Time for a new years rant! Whilst passing Grisedale Farm I found myself accosted by the farmers wife, enraged at the second group of ramblers today to leave the gates open, the sheep in lamb were legging it up the road in a bid for freedom, satisfied I wasn't with the party she calmed down, I promised to have a word if I caught them up. You know who you are, you were half way into your days walk when you reached Storrs Road, I hadn't’t the heart to dress you down over said incident, half of you were what my daughter refers to as coffin dodgers and with age should have known better.

view route map.


On Jack Scout looking over Cow's Mouth Cove to Grange over Sands.

The Giant's Seat dominates the high ground on Jack Scout, the polished slab of limestone bears testament to the amount of backsides that perch here.

From the Giant's Seat wonderful views over the shifting sands of Morecambe Bay.

Sunburst over the Lune Valley with Caton Moor across the skyline to the left.

Looking out over Morecambe Bay, the chimney, all that remains of a copper smelting mill.

Cringlebarrow Wood as seen from the Smelt Mill Chimney.

The embankment between Jenny Brown's Point and Crag Foot provides a fine view point, here we have a view south towards Morecambe across the salt marsh.

Heading up Warton Crag looking back to a sun lit Arnside Knott.

From the slopes of Warton Crag stunning views to upper Morecambe Bay and Whitbarrow.

Above Pinnacle Crag looking to a distant Furness Peninsular, in the middle distance the wooded slopes of Heald Brow and Jenny Brown's Point.

Looking to the summit, hidden by the trees a trig point and rather unsafe looking beacon erected in 1988 as part of a re-enactment of the approach of the Spanish Armada in 1588.

Seen from the limestone blocks in the photo above, Arnside Knott.

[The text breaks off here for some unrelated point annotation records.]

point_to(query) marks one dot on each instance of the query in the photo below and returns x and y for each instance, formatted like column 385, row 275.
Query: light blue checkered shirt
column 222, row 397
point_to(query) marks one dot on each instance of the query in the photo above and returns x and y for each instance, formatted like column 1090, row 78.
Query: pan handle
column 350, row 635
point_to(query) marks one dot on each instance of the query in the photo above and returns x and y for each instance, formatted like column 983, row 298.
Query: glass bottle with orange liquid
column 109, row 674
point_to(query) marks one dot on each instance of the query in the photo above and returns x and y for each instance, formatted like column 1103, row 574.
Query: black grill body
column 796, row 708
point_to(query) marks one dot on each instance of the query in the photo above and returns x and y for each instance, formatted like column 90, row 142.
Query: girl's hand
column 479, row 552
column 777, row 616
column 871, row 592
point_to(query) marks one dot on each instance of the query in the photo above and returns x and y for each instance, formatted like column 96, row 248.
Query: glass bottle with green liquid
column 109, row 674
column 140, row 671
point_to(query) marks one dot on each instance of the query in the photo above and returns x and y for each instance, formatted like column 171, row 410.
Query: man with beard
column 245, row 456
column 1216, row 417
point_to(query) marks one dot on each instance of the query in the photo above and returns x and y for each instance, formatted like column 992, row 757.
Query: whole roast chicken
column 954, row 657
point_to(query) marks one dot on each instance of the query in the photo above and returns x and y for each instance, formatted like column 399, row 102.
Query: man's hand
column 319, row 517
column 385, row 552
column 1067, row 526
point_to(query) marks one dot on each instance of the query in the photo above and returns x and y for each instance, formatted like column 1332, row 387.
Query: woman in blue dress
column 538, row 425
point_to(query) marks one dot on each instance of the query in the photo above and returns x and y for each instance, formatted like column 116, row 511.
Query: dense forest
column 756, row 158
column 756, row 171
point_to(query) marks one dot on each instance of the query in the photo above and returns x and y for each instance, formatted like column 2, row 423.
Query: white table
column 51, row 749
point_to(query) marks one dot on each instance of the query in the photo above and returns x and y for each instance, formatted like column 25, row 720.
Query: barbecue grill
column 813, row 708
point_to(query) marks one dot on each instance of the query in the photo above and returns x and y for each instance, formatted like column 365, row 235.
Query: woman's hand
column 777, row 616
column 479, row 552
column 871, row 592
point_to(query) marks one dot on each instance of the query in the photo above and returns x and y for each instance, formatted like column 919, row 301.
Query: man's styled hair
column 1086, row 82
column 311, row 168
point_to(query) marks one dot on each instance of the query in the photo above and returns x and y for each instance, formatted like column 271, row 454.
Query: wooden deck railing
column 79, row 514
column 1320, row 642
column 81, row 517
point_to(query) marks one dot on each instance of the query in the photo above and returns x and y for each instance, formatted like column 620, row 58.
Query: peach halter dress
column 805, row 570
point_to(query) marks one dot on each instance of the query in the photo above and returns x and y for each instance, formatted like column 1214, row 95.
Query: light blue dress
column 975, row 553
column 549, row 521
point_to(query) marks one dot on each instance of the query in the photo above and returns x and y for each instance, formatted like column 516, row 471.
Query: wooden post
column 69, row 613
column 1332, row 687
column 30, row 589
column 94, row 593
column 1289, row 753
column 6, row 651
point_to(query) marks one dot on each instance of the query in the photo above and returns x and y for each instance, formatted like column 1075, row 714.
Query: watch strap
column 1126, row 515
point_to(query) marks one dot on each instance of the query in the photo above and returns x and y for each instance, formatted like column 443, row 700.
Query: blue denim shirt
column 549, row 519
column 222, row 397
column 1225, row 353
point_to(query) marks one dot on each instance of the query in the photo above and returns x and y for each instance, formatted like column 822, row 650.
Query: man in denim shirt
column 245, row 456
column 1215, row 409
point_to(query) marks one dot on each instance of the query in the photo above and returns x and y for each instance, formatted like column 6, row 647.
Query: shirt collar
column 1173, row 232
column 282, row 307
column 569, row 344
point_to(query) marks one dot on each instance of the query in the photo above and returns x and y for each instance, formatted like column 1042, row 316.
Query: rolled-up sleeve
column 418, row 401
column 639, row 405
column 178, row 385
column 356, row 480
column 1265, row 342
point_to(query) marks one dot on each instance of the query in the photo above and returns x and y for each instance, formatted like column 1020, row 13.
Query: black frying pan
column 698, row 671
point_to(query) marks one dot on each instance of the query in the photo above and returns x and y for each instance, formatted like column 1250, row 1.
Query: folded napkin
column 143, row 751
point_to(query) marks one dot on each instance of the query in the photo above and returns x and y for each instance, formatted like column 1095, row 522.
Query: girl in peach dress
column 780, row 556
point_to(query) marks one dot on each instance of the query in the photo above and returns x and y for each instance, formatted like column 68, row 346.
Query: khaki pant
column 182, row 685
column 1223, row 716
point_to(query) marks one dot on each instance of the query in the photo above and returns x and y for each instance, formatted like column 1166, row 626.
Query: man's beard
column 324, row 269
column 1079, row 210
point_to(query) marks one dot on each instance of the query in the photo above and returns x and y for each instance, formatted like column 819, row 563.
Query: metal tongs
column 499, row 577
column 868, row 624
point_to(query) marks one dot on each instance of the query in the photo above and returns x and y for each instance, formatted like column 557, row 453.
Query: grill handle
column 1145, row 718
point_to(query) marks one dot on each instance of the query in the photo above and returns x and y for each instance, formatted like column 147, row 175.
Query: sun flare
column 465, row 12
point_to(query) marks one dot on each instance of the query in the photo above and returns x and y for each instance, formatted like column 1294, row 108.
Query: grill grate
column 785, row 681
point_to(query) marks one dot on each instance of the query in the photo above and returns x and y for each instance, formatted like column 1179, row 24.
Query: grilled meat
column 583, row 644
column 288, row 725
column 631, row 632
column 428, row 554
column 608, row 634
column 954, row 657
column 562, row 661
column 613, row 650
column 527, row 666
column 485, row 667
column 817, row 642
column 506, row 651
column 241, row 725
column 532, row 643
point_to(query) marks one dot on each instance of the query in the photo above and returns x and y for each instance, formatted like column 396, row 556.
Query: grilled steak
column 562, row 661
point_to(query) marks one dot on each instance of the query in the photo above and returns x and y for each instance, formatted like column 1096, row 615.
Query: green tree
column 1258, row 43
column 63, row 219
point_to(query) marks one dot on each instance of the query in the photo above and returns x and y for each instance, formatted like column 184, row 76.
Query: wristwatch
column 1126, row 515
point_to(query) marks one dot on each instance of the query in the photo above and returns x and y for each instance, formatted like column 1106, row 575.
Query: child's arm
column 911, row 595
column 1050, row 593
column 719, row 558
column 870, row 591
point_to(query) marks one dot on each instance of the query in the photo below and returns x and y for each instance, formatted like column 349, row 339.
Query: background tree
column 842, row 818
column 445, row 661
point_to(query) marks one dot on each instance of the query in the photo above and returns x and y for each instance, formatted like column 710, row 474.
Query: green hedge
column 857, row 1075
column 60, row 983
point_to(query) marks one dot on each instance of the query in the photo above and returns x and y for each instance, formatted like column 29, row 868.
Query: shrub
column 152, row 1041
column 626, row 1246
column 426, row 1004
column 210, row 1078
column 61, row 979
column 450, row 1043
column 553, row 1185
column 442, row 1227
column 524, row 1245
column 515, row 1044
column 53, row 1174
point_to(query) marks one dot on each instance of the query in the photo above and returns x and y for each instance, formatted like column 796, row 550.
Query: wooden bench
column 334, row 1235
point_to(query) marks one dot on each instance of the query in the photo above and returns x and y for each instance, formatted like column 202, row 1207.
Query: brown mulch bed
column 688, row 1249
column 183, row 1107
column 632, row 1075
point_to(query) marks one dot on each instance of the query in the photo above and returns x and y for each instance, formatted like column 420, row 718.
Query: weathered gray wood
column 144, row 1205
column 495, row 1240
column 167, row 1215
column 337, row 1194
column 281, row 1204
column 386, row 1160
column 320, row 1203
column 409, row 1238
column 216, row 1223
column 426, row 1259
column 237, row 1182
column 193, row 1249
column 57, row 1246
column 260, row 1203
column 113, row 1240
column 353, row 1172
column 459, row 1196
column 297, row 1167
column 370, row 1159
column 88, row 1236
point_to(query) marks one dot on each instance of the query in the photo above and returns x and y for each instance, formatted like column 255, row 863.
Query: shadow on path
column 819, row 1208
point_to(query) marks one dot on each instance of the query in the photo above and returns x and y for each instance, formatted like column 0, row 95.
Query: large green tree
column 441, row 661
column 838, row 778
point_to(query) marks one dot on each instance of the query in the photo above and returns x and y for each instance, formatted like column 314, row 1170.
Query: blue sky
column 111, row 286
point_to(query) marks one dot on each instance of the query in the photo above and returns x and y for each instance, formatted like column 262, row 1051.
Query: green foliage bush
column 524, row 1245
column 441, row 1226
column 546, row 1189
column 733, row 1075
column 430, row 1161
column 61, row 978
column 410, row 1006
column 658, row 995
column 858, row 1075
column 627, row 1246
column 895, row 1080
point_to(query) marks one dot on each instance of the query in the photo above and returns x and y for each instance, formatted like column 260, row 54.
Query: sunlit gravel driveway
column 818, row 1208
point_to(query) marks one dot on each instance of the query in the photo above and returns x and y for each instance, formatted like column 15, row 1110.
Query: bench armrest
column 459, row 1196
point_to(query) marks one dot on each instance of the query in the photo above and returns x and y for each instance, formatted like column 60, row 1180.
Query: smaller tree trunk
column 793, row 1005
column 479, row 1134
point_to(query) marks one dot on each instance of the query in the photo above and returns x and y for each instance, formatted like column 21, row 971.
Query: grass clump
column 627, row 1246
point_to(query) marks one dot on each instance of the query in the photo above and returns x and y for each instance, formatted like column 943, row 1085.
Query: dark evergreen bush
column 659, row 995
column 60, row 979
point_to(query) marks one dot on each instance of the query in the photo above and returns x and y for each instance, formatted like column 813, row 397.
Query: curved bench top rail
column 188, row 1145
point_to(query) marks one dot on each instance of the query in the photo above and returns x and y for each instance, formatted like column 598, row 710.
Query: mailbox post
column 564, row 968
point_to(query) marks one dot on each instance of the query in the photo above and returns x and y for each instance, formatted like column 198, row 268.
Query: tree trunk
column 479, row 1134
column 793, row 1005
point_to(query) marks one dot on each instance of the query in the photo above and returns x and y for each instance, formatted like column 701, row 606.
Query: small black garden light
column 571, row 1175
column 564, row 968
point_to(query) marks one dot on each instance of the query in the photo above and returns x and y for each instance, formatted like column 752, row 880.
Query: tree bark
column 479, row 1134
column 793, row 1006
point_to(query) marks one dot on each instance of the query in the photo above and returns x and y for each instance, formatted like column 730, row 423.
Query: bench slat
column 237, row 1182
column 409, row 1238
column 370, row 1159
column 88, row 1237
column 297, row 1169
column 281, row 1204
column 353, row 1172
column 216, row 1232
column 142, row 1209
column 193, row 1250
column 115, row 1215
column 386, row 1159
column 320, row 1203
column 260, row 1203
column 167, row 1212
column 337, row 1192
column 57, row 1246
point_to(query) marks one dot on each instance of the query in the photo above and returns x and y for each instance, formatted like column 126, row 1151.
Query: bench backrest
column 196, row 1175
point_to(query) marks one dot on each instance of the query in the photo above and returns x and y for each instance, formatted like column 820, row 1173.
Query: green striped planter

Spectacular views from my descent path, across the skyline the hills of Bowland, sunburst over Carnforth and a slice of the Lancashire coast.

If you're looking for a brew stop this is a good one, the Perched Blocks above Warton Main Quarry.

Testament to a very wet Christmas, flooded fields surround Warton village.

Slip sliding my way through Hayning Scout Wood.

On Summer House Hill viewing the remains of a gothic summer house erected by the Gillow family of Leighton Hall.

Soaking up the views from Summer House Hill.

The walk across Leighton Moss I never particularly enjoy, high reed beds obscure the views, lucky for us non bird watchers the moss has to be managed, this means clearing the reeds from time to time creating views like this, on the skyline Cringlebarrow Wood.....

....and to the left the sylvan slopes of Yealand Hall Allotment.

Looking to Trowbarrow's climbing cliffs, to the left the Shelter Stone, so called because this was the only protection the quarry men had when blasting took place, of coarse this was in the days before health and safety.

Viewing Know Hill from Silverdale Cove.

With the limestone cliffs at Silverdale Cove to my back views to Hampsfell rising above the white washed buildings of Grange over Sands, to the right the wooded slopes of Arnside Park.

Limestone scenery along the Silverdale coast.